EEOC’s New Affirmative Action Rule

Today the Equal Employment Opportunity Commission (EEOC) published its final rule on Affirmative Action for Individuals with Disabilities in Federal Employment. It becomes effective 60 days from publication, and its provisions are applicable beginning January 3, 2018. Indeed, federal employees with disabilities – and federal job seekers with disabilities – have some great things to look forward to!

Most importantly, the rule adds two significant requirements to the administration of the Rehabilitation Act. First, those federal employees with targeted disabilities requiring personal assistance (PA) services for work and work-related travel can receive them from their employing agency as a reasonable accommodation. This is huge! People with significant mobility disabilities may now be able to use the restroom at work, eat lunch, and have someone put their coat on before they leave for the day. Importantly, the EEOC expects federal agencies to even provide PA services outside of the agency’s infrastructure for those individuals telecommuting.

I would feel a bit strange about my employer being involved in my toileting routine. Fortunately, the EEOC specifically notes that when hiring a PA service provider, the agency shall “give primary consideration to the individual’s preferences to the extent permitted by law.” This means, for example, that if a female employee with a targeted disability only feels comfortable with the assistance of another female, the agency must consider this request. I am grateful to those submitting comments to the EEOC regarding the intimacy of the relationship between a PA service provider and the recipient of those services.
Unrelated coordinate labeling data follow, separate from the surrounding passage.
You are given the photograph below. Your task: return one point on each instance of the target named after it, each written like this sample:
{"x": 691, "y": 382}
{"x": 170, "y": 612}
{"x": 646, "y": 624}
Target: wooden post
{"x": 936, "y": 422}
Second, the EEOC is requiring federal agencies to take specifically-designated steps toward hiring more people with disabilities, and particularly those with severe disabilities. (It should be noted that the EEOC specifically refrained from using the word “severe,” after a commentor indicated the lack of political correctness. You’ll get no political correctness from this crip; consider my succinctness a reasonable accommodation for exhausted vocal muscles.) Specifically, the final rule mandates that the following steps be taken to increase the hiring advancement of those with disabilities:

  • Programs and resources should be used to identify applicants with disabilities;
  • Contracting with disability organizations, including vocational rehabilitation programs, centers for independent living, and employment networks;
  • Ensured availability of sufficient personnel to answer disability-related questions;
  • Creating a plan of action to ensure that disable employees have opportunities for advancement, including information about training opportunities and/or a mentoring program;
  • Inclusion of disability within the agency’s anti-harassment policy and training materials;
  • Adoption of easy-to-understand and easily-available reasonable accommodation policies and rights to accessible technology;
  • Guarantee that the agency evaluate its entire budget when determining whether a reasonable accommodation would constitute an undue hardship; and
  • Provide applicants or employees with a written notice (in an accessible format) of why a reasonable accommodation was denied, along with instructions on how to file a discrimination complaint and appeal.

How’s that for being a model employer?! Any guesses on when we can expect the private sector to get on board?